Author: Charles Manning Date: To: yaffs Subject: Re: [Yaffs] File corruption - read and write problems
On Wednesday 23 November 2011 11:36:00 William Juul wrote: > Hello, we have been using yaffs on a PPC running linux for several years.
> We have multiple boards and a complete install base of tens of thousands.
> And in our QA lab we have several hundred devices that are upgraded several
> times an hour 24/7.
>
> We are currently on kernel 3.0.4/3.0.7 and yaffs as of august 15th.
>
> So far so good, and thanks by the way :-)
>
> Now for the problem.
>
> We do from time to time (read seldom), experience file corruption. To try
> and find out of this I have written a utility that I can use to analyze a
> yaffs image we have "dd'ed" from the NAND.
>
> At least one occurence had a missing chunk (chunkid going from 51 to 53,
> skipping 52) in the middle of a large file (several MB).
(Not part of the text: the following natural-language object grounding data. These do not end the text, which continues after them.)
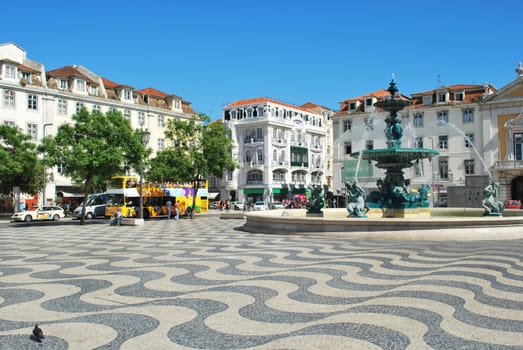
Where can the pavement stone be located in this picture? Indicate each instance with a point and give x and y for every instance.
(207, 284)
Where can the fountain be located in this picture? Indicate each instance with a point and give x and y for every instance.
(393, 211)
(394, 197)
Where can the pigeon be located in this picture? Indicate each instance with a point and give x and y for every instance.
(38, 333)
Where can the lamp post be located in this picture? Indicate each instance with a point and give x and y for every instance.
(145, 135)
(45, 175)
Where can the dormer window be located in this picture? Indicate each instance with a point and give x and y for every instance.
(442, 97)
(79, 85)
(459, 96)
(28, 77)
(10, 72)
(63, 84)
(127, 95)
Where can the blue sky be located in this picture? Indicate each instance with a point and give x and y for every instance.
(213, 52)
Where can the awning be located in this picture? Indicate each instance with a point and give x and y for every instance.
(70, 195)
(213, 195)
(253, 190)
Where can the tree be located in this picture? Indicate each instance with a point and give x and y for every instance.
(95, 147)
(19, 163)
(196, 149)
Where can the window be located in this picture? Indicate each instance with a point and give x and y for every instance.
(79, 106)
(28, 77)
(80, 85)
(127, 95)
(419, 169)
(418, 120)
(9, 98)
(32, 131)
(443, 165)
(10, 71)
(64, 84)
(518, 146)
(443, 142)
(254, 177)
(348, 148)
(469, 166)
(443, 118)
(347, 125)
(32, 102)
(469, 140)
(468, 115)
(62, 106)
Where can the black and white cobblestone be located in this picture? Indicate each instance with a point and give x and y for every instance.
(206, 284)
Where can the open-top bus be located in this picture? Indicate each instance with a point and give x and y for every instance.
(124, 192)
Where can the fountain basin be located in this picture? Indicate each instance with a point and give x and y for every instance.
(444, 224)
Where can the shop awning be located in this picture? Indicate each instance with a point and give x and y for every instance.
(70, 195)
(213, 195)
(253, 190)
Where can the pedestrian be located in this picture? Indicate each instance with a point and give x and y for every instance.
(169, 206)
(177, 210)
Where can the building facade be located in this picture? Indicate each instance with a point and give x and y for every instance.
(281, 150)
(38, 101)
(447, 119)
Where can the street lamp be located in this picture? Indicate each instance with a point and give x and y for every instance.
(45, 175)
(145, 136)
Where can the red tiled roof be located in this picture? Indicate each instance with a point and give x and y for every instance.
(152, 92)
(110, 83)
(256, 100)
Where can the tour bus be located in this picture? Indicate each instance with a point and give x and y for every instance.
(124, 192)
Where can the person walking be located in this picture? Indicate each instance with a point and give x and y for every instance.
(177, 210)
(169, 206)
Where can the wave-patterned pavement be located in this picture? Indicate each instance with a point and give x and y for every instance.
(206, 284)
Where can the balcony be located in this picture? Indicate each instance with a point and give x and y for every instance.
(508, 165)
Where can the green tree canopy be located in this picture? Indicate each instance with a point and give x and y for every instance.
(196, 149)
(19, 163)
(94, 147)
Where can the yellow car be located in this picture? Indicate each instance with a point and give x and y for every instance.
(47, 212)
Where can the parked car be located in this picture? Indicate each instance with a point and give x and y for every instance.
(512, 204)
(95, 207)
(237, 205)
(47, 212)
(260, 206)
(277, 205)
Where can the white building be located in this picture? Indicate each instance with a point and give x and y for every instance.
(281, 149)
(446, 119)
(39, 101)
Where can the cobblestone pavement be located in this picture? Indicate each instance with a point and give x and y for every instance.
(206, 284)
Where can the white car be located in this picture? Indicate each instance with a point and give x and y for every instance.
(47, 212)
(277, 205)
(260, 206)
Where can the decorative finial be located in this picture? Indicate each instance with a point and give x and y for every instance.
(519, 70)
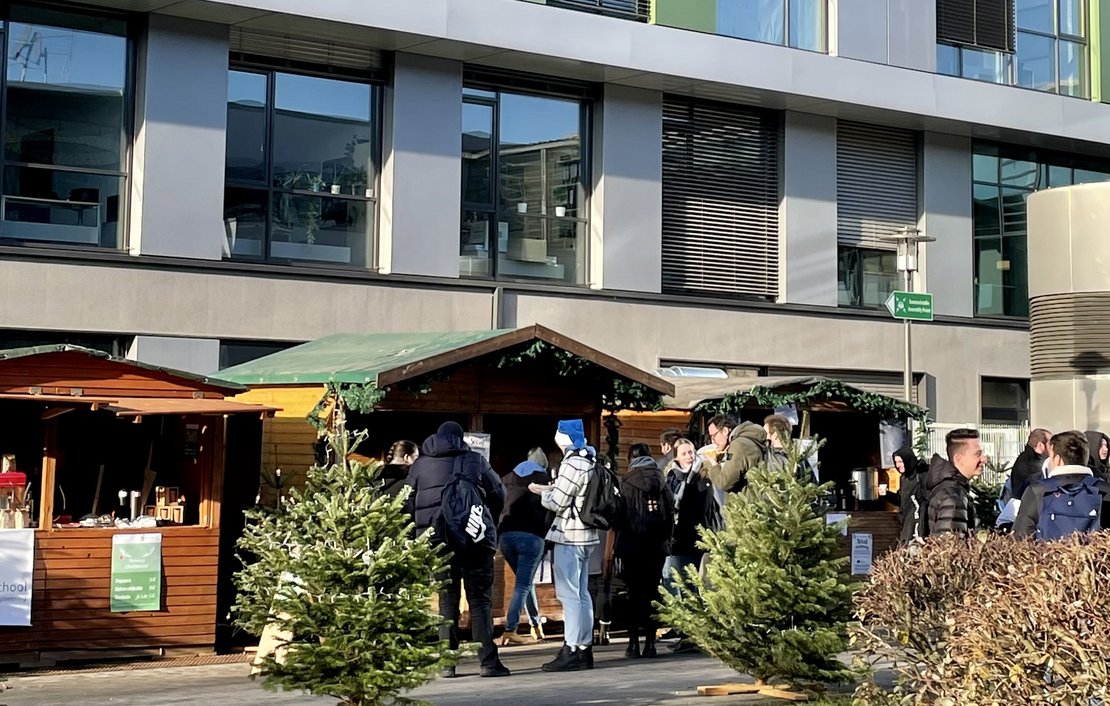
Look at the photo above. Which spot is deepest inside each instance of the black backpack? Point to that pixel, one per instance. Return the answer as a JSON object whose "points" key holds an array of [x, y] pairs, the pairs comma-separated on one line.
{"points": [[602, 505], [466, 522]]}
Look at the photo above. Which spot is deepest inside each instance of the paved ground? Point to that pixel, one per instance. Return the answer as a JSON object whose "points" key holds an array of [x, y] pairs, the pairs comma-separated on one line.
{"points": [[666, 681]]}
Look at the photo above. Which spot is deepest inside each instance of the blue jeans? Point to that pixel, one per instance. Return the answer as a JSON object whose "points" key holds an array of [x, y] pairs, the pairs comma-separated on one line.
{"points": [[572, 588], [679, 562], [523, 552]]}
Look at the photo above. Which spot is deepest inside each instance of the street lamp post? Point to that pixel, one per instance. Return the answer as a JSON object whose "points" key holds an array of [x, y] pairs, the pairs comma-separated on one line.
{"points": [[908, 241]]}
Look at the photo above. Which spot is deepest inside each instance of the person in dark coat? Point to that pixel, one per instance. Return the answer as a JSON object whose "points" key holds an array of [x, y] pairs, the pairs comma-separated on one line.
{"points": [[1067, 454], [912, 475], [1099, 461], [642, 544], [522, 530], [399, 460], [948, 483], [1030, 462], [429, 476]]}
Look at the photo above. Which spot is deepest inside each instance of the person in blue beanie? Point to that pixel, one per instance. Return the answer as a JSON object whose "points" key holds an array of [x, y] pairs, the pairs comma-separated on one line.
{"points": [[574, 543]]}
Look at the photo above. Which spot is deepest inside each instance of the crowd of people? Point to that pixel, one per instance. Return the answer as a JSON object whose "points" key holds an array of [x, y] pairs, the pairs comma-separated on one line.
{"points": [[1058, 485], [542, 507]]}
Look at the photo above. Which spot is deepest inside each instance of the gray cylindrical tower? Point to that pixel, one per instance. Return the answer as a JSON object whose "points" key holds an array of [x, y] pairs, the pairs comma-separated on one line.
{"points": [[1069, 308]]}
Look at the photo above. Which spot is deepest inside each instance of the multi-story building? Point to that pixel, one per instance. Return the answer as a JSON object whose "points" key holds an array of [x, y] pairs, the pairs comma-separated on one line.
{"points": [[676, 182]]}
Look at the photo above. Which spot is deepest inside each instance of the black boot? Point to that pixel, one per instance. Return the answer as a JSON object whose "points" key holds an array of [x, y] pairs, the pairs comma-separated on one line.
{"points": [[566, 661]]}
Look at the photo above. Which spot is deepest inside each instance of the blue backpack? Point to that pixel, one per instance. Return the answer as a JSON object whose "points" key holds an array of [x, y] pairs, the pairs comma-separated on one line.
{"points": [[1070, 508], [465, 518]]}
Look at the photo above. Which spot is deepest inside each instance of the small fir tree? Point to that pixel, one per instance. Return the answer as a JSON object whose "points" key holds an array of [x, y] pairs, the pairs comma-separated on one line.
{"points": [[336, 568], [776, 601]]}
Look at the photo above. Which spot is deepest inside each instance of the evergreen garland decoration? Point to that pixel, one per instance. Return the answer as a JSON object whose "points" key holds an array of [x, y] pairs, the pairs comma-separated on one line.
{"points": [[825, 390]]}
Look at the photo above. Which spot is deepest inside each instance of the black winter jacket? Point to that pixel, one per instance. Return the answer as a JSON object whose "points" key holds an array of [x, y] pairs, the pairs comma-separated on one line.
{"points": [[950, 506], [524, 510], [1027, 467], [434, 470]]}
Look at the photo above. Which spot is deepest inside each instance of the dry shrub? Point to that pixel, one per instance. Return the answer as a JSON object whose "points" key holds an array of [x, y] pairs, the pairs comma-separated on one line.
{"points": [[994, 621]]}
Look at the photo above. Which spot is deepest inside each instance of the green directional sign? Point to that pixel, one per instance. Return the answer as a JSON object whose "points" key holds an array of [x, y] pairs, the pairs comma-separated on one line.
{"points": [[912, 305]]}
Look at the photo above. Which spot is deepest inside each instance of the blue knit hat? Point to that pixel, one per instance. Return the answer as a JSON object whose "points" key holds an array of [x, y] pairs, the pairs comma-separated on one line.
{"points": [[575, 431]]}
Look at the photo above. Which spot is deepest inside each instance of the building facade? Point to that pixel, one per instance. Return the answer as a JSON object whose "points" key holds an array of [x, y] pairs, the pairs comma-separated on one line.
{"points": [[675, 182]]}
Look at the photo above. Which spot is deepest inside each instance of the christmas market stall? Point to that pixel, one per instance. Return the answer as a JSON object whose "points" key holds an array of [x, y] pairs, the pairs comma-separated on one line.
{"points": [[507, 387], [121, 498], [859, 430]]}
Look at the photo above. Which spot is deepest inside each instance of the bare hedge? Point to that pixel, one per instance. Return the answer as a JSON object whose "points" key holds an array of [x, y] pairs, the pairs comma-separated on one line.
{"points": [[994, 621]]}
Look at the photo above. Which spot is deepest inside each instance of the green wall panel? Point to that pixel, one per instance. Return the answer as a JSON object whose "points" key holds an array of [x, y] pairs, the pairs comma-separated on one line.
{"points": [[695, 14]]}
The missing chunk
> was in the middle of a sequence of chunks in the middle of a block (as seen
> on the physical NAND). The missing chunk could not be found anywhere on the
> flash. Not even when looking for OOB data with several bit errors.
> From the linux file system point of view, the file has correct size, but
> when read the missing chunk has its data replaced with all zeroes. There is
> no error or warning during read of this file.
>
> After some code inspection I can explain what happens during read:
> in "yaffs_rd_data_obj(...)" there is a comment saying "get sane (zero)
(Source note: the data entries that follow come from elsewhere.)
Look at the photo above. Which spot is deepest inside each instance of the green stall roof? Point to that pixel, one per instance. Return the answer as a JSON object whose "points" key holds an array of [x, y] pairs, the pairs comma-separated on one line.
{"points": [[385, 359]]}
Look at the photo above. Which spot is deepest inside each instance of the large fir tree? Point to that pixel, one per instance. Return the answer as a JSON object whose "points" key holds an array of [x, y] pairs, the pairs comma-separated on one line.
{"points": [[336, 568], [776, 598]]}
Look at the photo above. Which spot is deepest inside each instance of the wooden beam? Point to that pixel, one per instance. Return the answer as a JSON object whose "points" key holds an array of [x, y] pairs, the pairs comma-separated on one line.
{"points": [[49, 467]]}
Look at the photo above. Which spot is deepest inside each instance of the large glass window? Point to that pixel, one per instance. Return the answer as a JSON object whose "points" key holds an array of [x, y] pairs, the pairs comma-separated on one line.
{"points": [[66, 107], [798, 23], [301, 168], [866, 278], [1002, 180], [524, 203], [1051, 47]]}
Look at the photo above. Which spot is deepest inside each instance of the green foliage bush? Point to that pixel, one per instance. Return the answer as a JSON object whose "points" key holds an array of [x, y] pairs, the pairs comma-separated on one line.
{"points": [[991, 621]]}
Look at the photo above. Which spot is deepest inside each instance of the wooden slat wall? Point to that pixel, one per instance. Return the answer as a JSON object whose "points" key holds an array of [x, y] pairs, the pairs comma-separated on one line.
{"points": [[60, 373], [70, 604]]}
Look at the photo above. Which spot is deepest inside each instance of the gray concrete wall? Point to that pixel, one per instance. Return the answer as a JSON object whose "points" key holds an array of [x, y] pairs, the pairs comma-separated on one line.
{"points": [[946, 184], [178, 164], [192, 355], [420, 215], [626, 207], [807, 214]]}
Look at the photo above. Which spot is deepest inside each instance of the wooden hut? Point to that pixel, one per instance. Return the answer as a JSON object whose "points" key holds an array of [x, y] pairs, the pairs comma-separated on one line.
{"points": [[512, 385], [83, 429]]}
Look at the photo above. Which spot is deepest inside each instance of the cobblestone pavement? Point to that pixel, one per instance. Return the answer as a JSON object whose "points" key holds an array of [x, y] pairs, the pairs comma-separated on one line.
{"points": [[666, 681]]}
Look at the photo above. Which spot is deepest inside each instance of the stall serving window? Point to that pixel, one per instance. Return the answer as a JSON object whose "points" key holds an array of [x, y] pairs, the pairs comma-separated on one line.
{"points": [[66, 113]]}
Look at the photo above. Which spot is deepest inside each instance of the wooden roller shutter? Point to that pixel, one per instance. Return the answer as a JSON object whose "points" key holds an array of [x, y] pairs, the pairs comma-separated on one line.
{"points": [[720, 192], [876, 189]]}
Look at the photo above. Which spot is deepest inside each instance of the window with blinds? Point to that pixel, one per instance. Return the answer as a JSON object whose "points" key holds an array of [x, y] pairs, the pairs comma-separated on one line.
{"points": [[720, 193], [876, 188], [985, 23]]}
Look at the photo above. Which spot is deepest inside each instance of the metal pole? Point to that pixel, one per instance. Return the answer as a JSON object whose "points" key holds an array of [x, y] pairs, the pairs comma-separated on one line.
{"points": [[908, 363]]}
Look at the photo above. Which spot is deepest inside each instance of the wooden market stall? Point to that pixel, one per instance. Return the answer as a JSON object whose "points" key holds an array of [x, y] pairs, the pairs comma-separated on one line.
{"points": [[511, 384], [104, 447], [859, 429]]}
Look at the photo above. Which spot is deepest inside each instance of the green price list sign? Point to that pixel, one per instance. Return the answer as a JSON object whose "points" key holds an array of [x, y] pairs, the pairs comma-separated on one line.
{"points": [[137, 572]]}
> data if you read a hole" followed by a memset(buffer,
> 0, in->my_dev->data_bytes_per_chunk);
> "yaffs_rd_data_obj(...)" returns 0 when this error occurs, but the return
> value from this function is never used or checked.
>
> I would have thought that yaffs should have notified the user of this error
> in such a way that the user read() resulted in EIO.
> Why is it not so?
yaffs does not write the holes in files with zeros.
eg consider the following sequence:
write 1MB of data
seek to 2MB
write 1MB of data
You will have a 3MB file of which there is only 2 MB or actual data and there
is a 1MB hole in the middle.
Since yaffs does not record holes, it cannot tell the difference between a
missing page due to some error or a valid hole. It therefore does not report
EIO.
>
> I still do not understand what happens during write, and as I stated this
> happens very seldom. It can be due to a hard to trigger bug in HW, the
> driver, MTD or Yaffs; or any combination of these alternatives.
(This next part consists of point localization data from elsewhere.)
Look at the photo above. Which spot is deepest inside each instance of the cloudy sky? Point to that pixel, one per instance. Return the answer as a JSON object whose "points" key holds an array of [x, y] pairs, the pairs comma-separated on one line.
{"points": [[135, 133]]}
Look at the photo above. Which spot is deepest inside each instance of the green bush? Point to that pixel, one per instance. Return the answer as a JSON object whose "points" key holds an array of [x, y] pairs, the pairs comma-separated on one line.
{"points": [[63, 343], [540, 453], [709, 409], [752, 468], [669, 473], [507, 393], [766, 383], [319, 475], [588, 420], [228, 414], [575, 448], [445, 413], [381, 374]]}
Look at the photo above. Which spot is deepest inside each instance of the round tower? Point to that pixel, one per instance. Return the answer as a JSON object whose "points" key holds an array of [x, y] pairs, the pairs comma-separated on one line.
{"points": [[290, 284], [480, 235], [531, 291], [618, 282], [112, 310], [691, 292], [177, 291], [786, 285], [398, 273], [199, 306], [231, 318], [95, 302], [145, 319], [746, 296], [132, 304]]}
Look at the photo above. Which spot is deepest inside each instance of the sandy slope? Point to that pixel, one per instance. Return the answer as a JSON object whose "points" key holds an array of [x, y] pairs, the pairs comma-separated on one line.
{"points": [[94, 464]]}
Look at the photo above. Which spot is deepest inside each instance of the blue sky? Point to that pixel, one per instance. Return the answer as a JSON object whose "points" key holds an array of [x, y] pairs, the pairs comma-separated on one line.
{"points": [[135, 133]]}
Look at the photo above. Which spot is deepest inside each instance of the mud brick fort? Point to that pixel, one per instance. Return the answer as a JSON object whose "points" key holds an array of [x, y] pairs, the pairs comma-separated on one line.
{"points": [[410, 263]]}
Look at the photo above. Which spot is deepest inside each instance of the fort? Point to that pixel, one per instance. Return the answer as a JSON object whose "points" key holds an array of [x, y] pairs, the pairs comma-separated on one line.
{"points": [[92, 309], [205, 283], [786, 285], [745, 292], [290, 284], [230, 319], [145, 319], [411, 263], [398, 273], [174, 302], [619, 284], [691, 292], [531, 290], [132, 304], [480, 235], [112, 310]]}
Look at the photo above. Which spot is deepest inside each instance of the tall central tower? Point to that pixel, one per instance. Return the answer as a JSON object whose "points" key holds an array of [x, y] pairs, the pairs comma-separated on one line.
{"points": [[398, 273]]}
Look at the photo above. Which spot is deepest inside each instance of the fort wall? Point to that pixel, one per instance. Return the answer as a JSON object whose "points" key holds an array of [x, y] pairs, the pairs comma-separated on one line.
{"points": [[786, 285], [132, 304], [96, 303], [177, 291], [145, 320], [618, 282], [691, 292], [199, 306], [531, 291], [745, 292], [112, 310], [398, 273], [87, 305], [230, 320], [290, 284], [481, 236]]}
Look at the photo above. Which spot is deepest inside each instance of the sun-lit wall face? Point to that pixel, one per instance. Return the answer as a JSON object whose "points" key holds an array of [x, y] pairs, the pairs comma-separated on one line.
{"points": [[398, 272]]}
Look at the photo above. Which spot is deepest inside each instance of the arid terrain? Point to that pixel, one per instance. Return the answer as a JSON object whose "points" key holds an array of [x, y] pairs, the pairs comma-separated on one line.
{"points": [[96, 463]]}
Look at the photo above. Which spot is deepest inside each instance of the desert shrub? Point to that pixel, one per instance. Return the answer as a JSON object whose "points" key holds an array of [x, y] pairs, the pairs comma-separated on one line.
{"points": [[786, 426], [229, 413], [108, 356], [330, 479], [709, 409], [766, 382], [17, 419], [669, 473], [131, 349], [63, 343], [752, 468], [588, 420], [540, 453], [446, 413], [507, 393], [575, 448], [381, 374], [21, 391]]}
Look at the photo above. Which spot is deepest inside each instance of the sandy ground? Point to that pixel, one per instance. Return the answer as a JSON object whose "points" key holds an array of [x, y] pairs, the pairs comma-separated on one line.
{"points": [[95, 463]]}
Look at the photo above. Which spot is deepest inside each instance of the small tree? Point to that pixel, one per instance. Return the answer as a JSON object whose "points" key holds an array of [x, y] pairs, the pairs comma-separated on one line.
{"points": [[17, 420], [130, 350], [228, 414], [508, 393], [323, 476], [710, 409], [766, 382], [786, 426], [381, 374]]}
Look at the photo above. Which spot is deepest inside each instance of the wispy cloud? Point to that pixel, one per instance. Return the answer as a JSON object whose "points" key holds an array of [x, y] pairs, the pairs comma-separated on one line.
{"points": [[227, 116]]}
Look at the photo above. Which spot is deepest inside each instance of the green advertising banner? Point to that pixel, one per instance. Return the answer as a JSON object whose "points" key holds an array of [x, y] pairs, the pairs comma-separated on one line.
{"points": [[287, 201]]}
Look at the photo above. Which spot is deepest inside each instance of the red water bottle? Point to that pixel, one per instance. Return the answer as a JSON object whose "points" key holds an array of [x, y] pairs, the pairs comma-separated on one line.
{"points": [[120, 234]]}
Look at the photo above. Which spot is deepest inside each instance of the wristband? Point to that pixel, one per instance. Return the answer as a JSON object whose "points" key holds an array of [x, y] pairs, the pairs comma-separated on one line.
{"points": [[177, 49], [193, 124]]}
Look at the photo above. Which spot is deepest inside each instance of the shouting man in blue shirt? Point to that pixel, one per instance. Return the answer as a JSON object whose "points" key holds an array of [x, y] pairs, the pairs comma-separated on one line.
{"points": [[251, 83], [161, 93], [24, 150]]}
> Have anyone else experienced anything similar?
> Do you have any suggestions on how to debug this further or how to work
> around this?
This sounds pretty strange and I I was to guess I would say it is most likely
due to some problem in the driver.
> As it happens, it seems most/all of these (few) occurences happen during
> upgrade of our application (which is fair due to our use case), so we can
> to some degree work around it by verifying the checksum of each file after
> installation and rewrite if necessary. But I would really like a cleaner
> solution.
Verification of files during an upgrade is always a good idea.
I would also recommend that you drop the cache before you verify so that you
verify against the flash and not what is in the VFS cache.